• 16 October 2021

L’aderenza alle terapie significa anche comunicare con il paziente, dedicare più tempo al paziente, controllare che il paziente si attenga alle terapie.

Quando si parla di aderenza alle terapie non bisogna poi dimenticare tutte quelle persone vicine ai pazienti (chiamati tecnicamente caregiver), che troppo spesso abbandonano il lavoro per far sì che i propri cari siano aderenti alle terapie.

Per fare in modo che i pazienti seguano con attenzione le terapie ci vuole un lavoro di squadra dove tutti sono protagonisti: medici specialisti, infermieri, farmacisti, medici di medicina generale e i pazienti stessi. Fondamentale è poi il ruolo delle Associazioni di Pazienti. Queste sono strategiche per un’effettiva aderenza alle terapie del paziente alle cure che il medico specialista prescrive.
E come già detto prima è fondamentale anche una comunicazione adeguata.

La comunicazione deve essere chiara, semplice ed efficace. Passando dallo specialista, al medico di famiglia, al farmacista, fino alle Associazioni che devono fare da cassa di risonanza. Destinatario del messaggio per una corretta aderenza alle terapie, intesa come seguire la cura, ma anche attenersi a stili di vita sani, non può essere solo il paziente, ma anche le persone a lui vicine.

Molte delle persone che devono essere aderenti alle terapie sono persone anziane.
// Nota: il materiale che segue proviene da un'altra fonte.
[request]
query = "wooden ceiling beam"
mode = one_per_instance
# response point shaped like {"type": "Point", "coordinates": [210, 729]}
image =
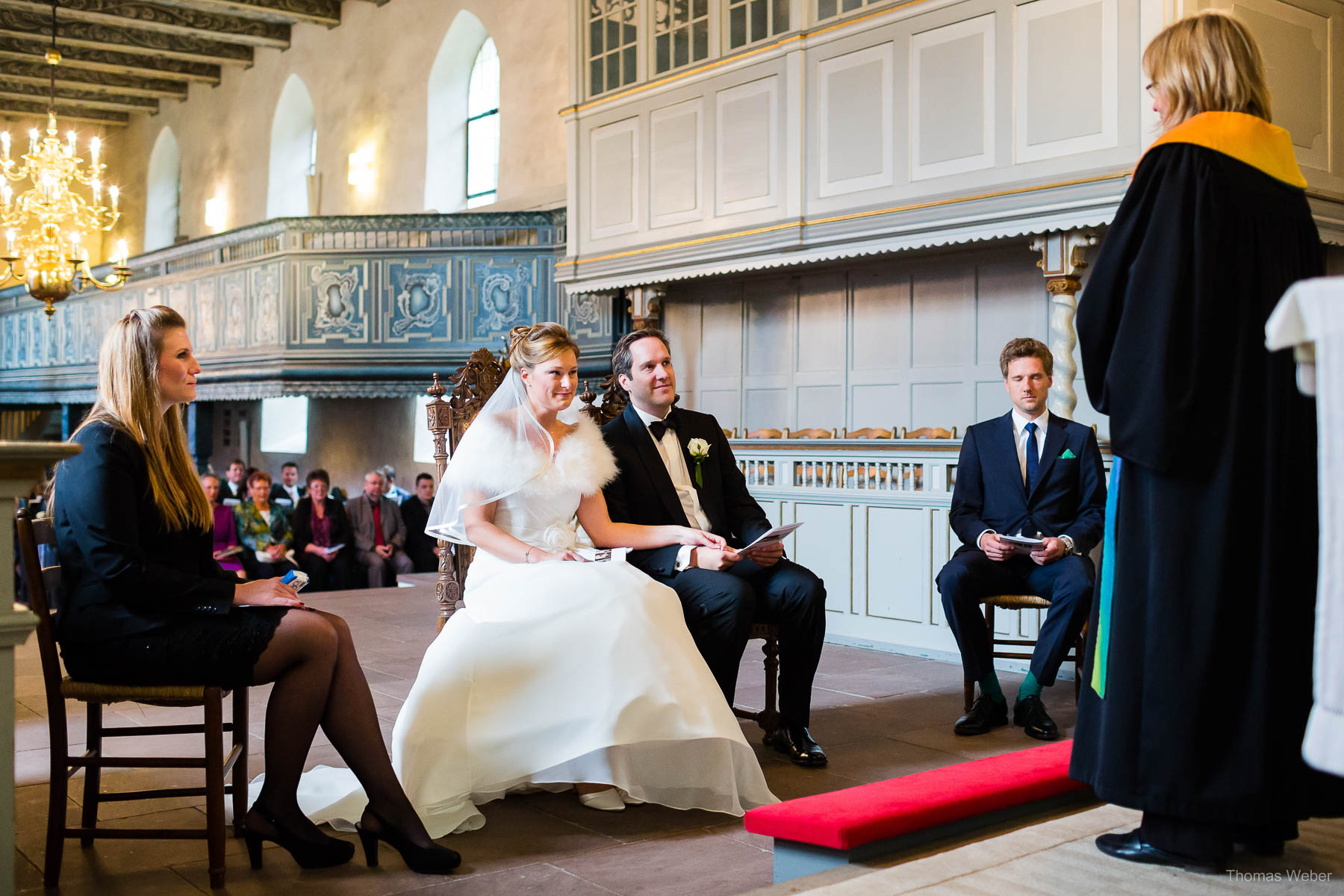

Infatti con l’aumento dell’aspettativa di vita sono aumentati anche i malati cronici.
Di conseguenza bisogna pensare ad una comunicazione mirata a queste persone e ai loro cari per facilitare l’aderenza alle terapie.

Purtroppo troppo spesso accade che il paziente cronico abbandona o modifica da solo la propria cura appena si sente questo meglio. Questa cura fai da te non può che peggiorare il quadro clinico del malato. E purtroppo molto spesso comporta nuovi ricoveri ospedalieri.

Non bisogna dimenticare che i fattori socioeconomici sono fondamentali non solo per quanto riguarda la prevenzione, ma soprattutto per quanto riguarda l’accesso alle cure e la qualità anche dell’assistenza. Quindi esistono delle disomogeneità territoriali e sociali.

Una corretta comunicazione va fatta sui corretti stili di vita che le persone devono adottare. Bisogna incentivare tutti quei programmi che aumentano il controllo sui fattori di rischio comportamentali: come la lotta all’obesità, al fumo, alla cattiva alimentazione, alla sedentarietà.